Verify that calculated sample sizes achieve target power:

# Use result from Example 1
power_result <- power2MixedContinuousBinary(
  n1 = result_balanced$n1,
  n2 = result_balanced$n2,
  delta = 0.5,
  sd = 1,
  p1 = 0.7,
  p2 = 0.5,
  rho = 0.5,
  alpha = 0.025,
  Test = "AN"
)

cat("Target power: 0.80\n")
#> Target power: 0.80
cat("Achieved power (Continuous endpoint):", round(as.numeric(power_result$power1), 4), "\n")
#> Achieved power (Continuous endpoint):
cat("Achieved power (Binary endpoint):", round(as.numeric(power_result$power2), 4), "\n")
#> Achieved power (Binary endpoint):
cat("Achieved power (Co-primary):", round(as.numeric(power_result$powerCoprimary), 4), "\n")
#> Achieved power (Co-primary): 0.8044

Practical Recommendations

Design Considerations

Estimating biserial correlation: Use pilot data or historical studies; be conservative if uncertain.

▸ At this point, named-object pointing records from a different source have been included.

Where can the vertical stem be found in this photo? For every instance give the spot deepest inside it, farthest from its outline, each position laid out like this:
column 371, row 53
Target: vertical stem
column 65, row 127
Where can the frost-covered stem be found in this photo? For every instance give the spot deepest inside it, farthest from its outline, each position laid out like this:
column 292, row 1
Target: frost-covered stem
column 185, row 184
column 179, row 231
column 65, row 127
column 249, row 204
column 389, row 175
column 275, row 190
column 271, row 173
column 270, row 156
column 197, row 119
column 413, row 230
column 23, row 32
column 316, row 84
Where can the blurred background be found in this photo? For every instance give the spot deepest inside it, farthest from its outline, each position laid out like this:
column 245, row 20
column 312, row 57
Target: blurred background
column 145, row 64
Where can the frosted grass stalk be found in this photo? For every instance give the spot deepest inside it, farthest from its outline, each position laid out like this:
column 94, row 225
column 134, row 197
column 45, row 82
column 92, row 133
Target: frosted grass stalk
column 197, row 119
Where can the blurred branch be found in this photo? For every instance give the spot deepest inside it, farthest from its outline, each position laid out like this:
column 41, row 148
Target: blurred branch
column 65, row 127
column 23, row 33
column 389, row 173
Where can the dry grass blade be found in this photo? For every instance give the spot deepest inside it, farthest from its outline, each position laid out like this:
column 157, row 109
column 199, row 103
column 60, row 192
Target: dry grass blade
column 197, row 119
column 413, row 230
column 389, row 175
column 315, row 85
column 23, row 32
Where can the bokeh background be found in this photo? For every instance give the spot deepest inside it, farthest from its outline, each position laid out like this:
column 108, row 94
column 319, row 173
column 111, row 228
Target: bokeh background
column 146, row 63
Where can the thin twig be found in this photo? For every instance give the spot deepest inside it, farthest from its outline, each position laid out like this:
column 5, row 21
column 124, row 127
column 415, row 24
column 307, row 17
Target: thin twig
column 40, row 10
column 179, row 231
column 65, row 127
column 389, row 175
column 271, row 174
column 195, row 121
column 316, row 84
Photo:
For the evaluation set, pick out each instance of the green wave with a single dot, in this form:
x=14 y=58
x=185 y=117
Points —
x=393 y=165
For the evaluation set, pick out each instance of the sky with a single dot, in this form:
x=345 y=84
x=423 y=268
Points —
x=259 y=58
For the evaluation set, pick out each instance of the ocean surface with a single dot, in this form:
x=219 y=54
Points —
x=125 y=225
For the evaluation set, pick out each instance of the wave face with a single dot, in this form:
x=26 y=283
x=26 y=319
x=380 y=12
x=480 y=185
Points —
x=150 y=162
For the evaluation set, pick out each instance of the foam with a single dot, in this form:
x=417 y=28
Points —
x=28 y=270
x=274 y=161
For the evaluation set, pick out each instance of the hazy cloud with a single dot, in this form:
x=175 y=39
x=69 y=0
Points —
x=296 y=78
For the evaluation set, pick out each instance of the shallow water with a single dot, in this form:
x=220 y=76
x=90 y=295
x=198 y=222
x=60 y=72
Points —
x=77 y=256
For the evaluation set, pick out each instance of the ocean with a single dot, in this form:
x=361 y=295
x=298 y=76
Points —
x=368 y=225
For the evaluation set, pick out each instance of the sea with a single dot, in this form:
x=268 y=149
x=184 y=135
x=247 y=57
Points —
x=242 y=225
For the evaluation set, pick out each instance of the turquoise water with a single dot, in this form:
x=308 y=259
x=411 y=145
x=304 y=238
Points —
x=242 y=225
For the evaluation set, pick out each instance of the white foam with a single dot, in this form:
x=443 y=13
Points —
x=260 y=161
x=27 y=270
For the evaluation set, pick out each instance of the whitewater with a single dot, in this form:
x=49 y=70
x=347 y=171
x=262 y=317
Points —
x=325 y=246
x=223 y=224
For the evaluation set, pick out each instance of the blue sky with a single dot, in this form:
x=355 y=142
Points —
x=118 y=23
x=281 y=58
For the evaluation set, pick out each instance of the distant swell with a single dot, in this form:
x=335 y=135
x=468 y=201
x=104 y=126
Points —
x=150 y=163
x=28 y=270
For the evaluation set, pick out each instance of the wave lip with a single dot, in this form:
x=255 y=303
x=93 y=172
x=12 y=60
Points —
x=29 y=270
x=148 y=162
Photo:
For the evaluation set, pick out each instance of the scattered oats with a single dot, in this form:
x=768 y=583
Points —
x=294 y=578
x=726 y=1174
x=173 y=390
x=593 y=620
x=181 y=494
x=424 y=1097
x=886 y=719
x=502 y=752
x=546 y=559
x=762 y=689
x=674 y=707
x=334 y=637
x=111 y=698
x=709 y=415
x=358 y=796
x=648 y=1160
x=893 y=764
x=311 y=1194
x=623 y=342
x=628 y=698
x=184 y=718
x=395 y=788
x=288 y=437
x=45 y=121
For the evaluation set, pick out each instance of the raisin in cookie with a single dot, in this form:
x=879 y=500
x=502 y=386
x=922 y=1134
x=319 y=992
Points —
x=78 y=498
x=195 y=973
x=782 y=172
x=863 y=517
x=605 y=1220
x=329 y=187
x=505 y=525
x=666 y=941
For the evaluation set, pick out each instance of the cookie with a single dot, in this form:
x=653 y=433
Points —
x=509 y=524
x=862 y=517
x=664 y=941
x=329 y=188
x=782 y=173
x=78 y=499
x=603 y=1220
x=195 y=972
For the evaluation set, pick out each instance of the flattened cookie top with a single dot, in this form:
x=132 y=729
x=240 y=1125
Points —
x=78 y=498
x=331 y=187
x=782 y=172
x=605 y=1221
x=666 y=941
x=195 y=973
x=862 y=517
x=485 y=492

Biserial correlation is more challenging to estimate than Pearson correlation.
Latent variable assumption: Ensure the binary endpoint conceptually has an underlying continuous scale (e.g., “improved” means crossing a threshold on a continuous improvement scale).
Test method selection:
- AN: Most common, smallest sample size
- ANc: Adds continuity correction for conservatism
- AS: Uses arcsine transformation for variance stabilization
- ASc: Combines arcsine transformation with continuity correction
- Fisher: Provides exact inference but computationally intensive
Balanced allocation: Generally most efficient ( $\kappa = 1$ , i.e., $r = 1$ ) unless practical constraints require otherwise.
Sensitivity analysis: Calculate for range of plausible correlations and effect sizes.

When to Use This Method

Use mixed continuous-binary methods when:

One endpoint is naturally continuous (e.g., change in test score)
Other endpoint is naturally binary (e.g., clinical response yes/no)
Both endpoints are clinically meaningful co-primary endpoints
Sample sizes are moderate to large ( $N > 50$ )

Challenges and Considerations

Correlation estimation: Biserial correlation involves a latent variable and is harder to estimate than Pearson correlation
Threshold specification: The dichotomization threshold affects correlation; ensure it’s clinically meaningful
Asymmetric power: Mixed endpoints often have unequal power for the two endpoints; the endpoint with lower power dominates sample size
Asymptotic approximation: Methods rely on asymptotic normality; may not be accurate for very small samples ( $N < 50$ )

References

Sozu, T., Sugimoto, T., & Hamasaki, T. (2012). Sample size determination in clinical trials with multiple co-primary endpoints including mixed continuous and binary variables. Biometrical Journal, 54(5), 716-729.